So often when we think about death we think of a physical death but I would like to offer up something different. What if we really understood that death and birth are always happening. One moment dies and gives way to the next and the next. One day ends and a new one is beginning. We end one phase of life and enter into the next. What if we held the life/death/life cycle with love and respect.
What if we knew as Martín Prechtel has shared that grief and praise are the same thing. What if having a good death allows us the flow in and out and around and through grief and praise. Martín goes on the say,”When we are grieving the thing that we lost we call it grief but when we are grieving the thing that we got we call it praise. Because to really praise something you need to know what would be lost if it were gone.” How might this inform our experience of death, with ourselves, and with others.

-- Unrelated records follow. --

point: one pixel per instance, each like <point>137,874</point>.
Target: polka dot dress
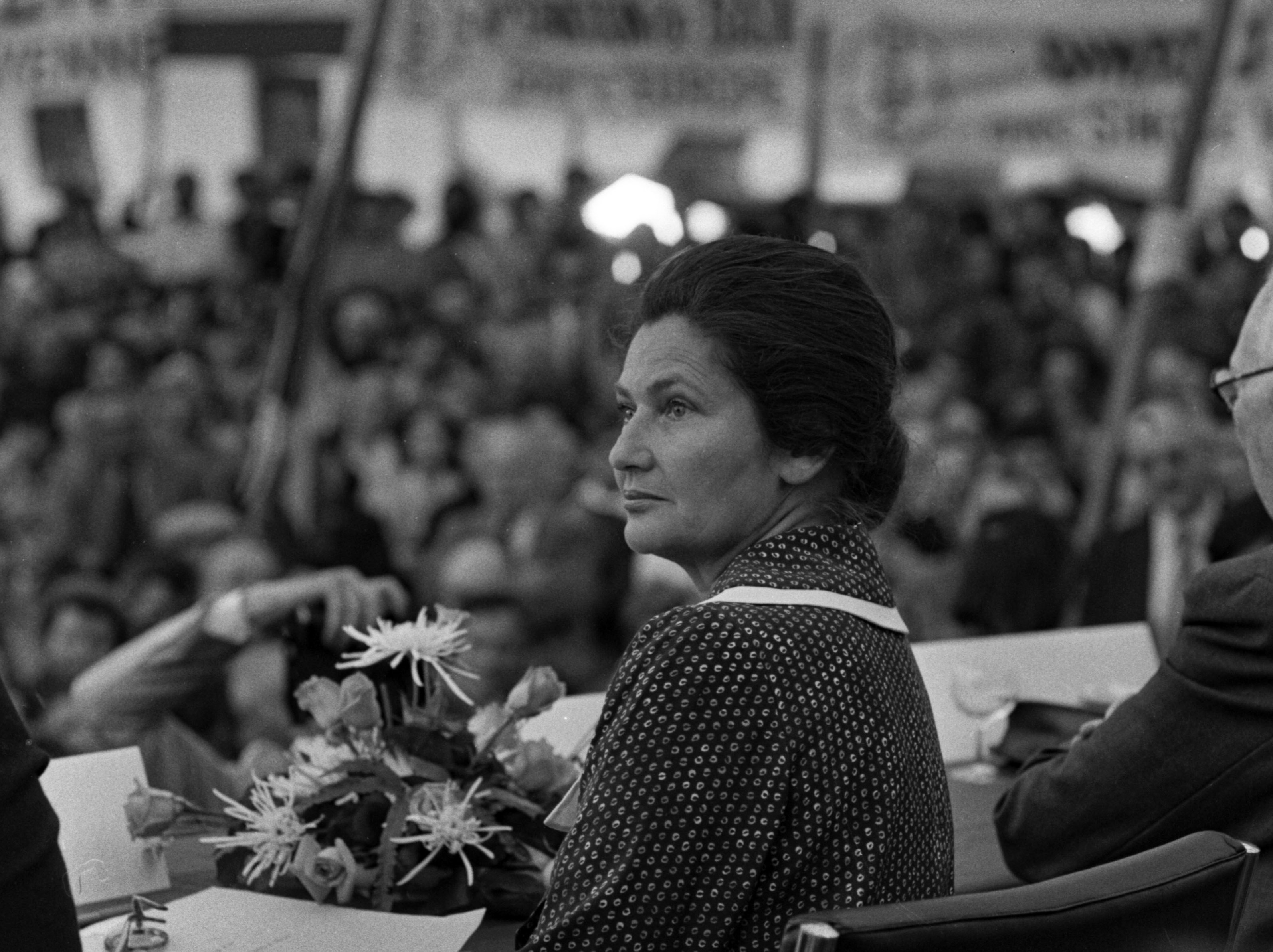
<point>754,763</point>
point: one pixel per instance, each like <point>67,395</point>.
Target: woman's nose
<point>631,450</point>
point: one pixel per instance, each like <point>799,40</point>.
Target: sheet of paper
<point>237,920</point>
<point>1069,666</point>
<point>568,725</point>
<point>88,795</point>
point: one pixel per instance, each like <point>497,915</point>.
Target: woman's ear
<point>797,470</point>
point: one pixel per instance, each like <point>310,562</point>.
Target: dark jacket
<point>1193,750</point>
<point>753,763</point>
<point>36,908</point>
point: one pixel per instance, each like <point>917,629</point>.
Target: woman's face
<point>699,478</point>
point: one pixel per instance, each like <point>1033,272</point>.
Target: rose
<point>538,769</point>
<point>358,705</point>
<point>539,690</point>
<point>153,812</point>
<point>320,697</point>
<point>324,870</point>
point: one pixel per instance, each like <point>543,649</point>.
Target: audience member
<point>1191,750</point>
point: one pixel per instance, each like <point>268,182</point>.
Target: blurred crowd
<point>456,408</point>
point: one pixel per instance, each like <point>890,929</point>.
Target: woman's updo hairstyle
<point>813,347</point>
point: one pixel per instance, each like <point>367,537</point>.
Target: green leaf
<point>382,895</point>
<point>511,800</point>
<point>342,788</point>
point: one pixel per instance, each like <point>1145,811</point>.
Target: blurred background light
<point>706,222</point>
<point>1097,226</point>
<point>1254,243</point>
<point>631,201</point>
<point>626,268</point>
<point>826,241</point>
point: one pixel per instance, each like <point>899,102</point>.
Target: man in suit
<point>1193,750</point>
<point>36,908</point>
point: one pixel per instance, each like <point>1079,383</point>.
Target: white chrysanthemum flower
<point>273,834</point>
<point>449,824</point>
<point>423,642</point>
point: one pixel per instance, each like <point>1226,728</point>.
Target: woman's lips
<point>636,501</point>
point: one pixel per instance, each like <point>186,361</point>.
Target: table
<point>978,862</point>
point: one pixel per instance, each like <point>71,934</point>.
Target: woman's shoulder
<point>715,634</point>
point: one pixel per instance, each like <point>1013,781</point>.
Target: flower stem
<point>491,741</point>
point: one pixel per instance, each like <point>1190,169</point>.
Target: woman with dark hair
<point>770,750</point>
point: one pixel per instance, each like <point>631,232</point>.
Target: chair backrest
<point>1186,895</point>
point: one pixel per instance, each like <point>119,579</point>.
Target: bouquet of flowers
<point>398,802</point>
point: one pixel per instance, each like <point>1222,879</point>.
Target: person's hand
<point>348,598</point>
<point>1088,727</point>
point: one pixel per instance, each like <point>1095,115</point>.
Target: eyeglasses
<point>1224,383</point>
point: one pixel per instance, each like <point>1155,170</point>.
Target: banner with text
<point>50,45</point>
<point>982,79</point>
<point>738,60</point>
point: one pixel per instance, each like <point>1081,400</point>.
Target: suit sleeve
<point>1191,751</point>
<point>689,790</point>
<point>36,908</point>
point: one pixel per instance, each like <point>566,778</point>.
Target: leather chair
<point>1184,895</point>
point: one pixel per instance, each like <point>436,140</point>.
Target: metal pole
<point>815,103</point>
<point>296,306</point>
<point>1155,283</point>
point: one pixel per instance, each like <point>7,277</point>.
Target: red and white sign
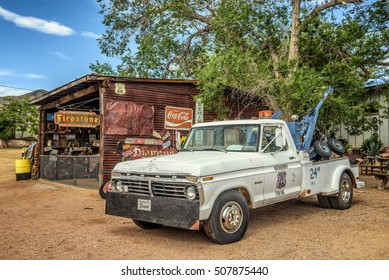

This past weekend I experienced a good death and a messy death. With the first person, the good death, there was expressions of love, gratitude, grief, and dare I say praise. We were so grateful for the journey that we had been through together that brought us to this death of who we have been with each other. We did what was ours to do. Our journey had blessed us both and we could feel it all even in the grief of what was no more. We could hold ourselves and each of our responsibilities and was not expecting the other to carry our pain in any way. The second person, the messy death, was filled with blame, shame, and guilt. They were trying to get me to carry their pain. All the while trespassing my space. They weren’t taking any responsibility for this death that was happening between us. In this space the best I knew to do was to hold my ground and refuse to be a dumping ground for someone else’s pain.
I’m left thinking of the times in my life that I have been able to hold the good death and the times when I haven’t. The times we I insisted in dumping my pain on another. The times that I insisted on a messy death.